3 réponses sur “Evasion de prisonniers, et réparation immédiate du mur qu’ils ont fracturé, Angers 1659

  1. Rien sur le fait qu’il s’agisse d’une ancienne chapelle dans le Port, peut-être était-ce simplement la chapelle des prisons transformée ultérieurement en cellule(s) ?
    Voilà les informations données par Port sur le bâtiment (vol. 1, p. 104-105) :

     » Au XVe siècle, elle fut transportée à l’autre bout de la ville sur la rue de la Chartre, dans l’angle droit vers les Halles, où la ville, en 1484, fit élever un porche à arcade ogivale, surmonté de chambres à fenêtres grillagées et flanqué de chaque côté de deux tours rondes qui défendaient l’entrée par le Pilori. […] Les maisons y attenant étaient louées pour les divers services, et l’on y entassait pêle mêle, dans un abandon misérable, prévenus et condamnés […] Les cachots n’avaient ni jour ni aération autrement que par les joints des portes. »

      Note d’Odile !

    Bonjour Jérôme
    Merci pour ces infos.
    La description est assez terrifiante, et tranche avec l’aspect bon enfant des actes d’obligation de paiement à la sortie de prison. Mais sommes toutes, les actes que je mets ici attestent qu’on pouvait en réchaper et en sortir.
    Bon WE
    Odile

  2. -La porte de la Vieille-Chartre.

    -Cette porte,située vers l’orient et qui termine la Cité en sortant de ce côté-là,fut ainsi nommée,dit M Grandet,dans ses Mémoires,lorsque le roi René,duc d’Anjou,la prit à rente,pour en faire ses prisons.Elle s’appelloit auparavant la »Porte Hugon »,comme il est marqué dans le Livre du chantre et dans les comptes de la fabrique de l’église d’Angers.C’est elle qu’entend aussi Nesingue dans les privilèges qu’il accorda à l’abbaye de Saint-Aubin,située,dit-il, »ante portam Andegavensis urbis versus orientem ».
    (Description de la ville d’Angers.Péan de La Tuillerie.)
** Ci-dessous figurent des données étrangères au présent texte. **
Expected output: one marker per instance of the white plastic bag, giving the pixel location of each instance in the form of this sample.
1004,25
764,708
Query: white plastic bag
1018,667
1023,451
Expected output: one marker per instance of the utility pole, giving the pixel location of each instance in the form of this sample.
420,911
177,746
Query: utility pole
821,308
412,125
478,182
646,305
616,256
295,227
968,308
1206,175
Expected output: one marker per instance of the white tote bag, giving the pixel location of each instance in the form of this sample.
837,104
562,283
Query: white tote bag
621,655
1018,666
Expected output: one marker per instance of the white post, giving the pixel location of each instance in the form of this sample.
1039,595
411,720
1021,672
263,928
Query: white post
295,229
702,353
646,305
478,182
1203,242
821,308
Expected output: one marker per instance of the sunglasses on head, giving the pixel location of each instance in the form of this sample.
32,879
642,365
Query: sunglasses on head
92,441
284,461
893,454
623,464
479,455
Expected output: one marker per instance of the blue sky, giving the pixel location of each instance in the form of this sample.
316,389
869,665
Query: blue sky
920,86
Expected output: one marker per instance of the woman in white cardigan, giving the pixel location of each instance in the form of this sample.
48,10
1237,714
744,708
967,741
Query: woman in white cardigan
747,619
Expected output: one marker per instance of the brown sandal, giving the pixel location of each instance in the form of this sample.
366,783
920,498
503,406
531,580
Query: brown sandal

  3. Au bout de la rue de la Chartre,à main gauche,se trouve encore une rue du même nom,(1) qu’elle reçoit de la chartre ou prison,sans parler de la petite rue Saint-Michel,qui est vis à vis la place des Halles.
    On passe par dessous,la chartre ou prison,pour entrer,de ce côté- là,dans cette place,qui est la première d’Angers,pour sa grandeur et pour être le seul lieu où se donnent les spectacles publics de réjouissance,où l’on fait des feux de joie et ou se font aussi les exécutions de justice…..
    (1).La rue ainsi désignée,qui conduit du Pilory aux Halles,s’appelait comme aujourd’hui rue Saint-Etienne.La maison n° 6 porte sur la fenêtre la date de 1731.Le nom de la Chartre,n’est resté qu’à la rue transversale,qui longeait la Chartre,ou prison royale,bâtiment qui en faisait l’angle à droite vers les Halles.
    Un porche à arcade ogivale élevé en 1484 aux frais de la ville,et surmonté de chambres à fenêtres grillagées,s’appuyait d’un côté à la Chartre,de l’autre à une grosse tour ronde,attenant à la Pie,vaste maison remontant depuis l’angle dans la rue Haute,jusqu’à l’imprimerie Jahyer,et louée pour les services de la prison.Au -dessous du porche,les jours de foire,étalaient les quincaillers,merciers,couteliers, sur des tables pliantes,attachées au mur ou sur des bancs mobiles.
    (Description de la ville d’Angers.Péan de la Tuillerie.)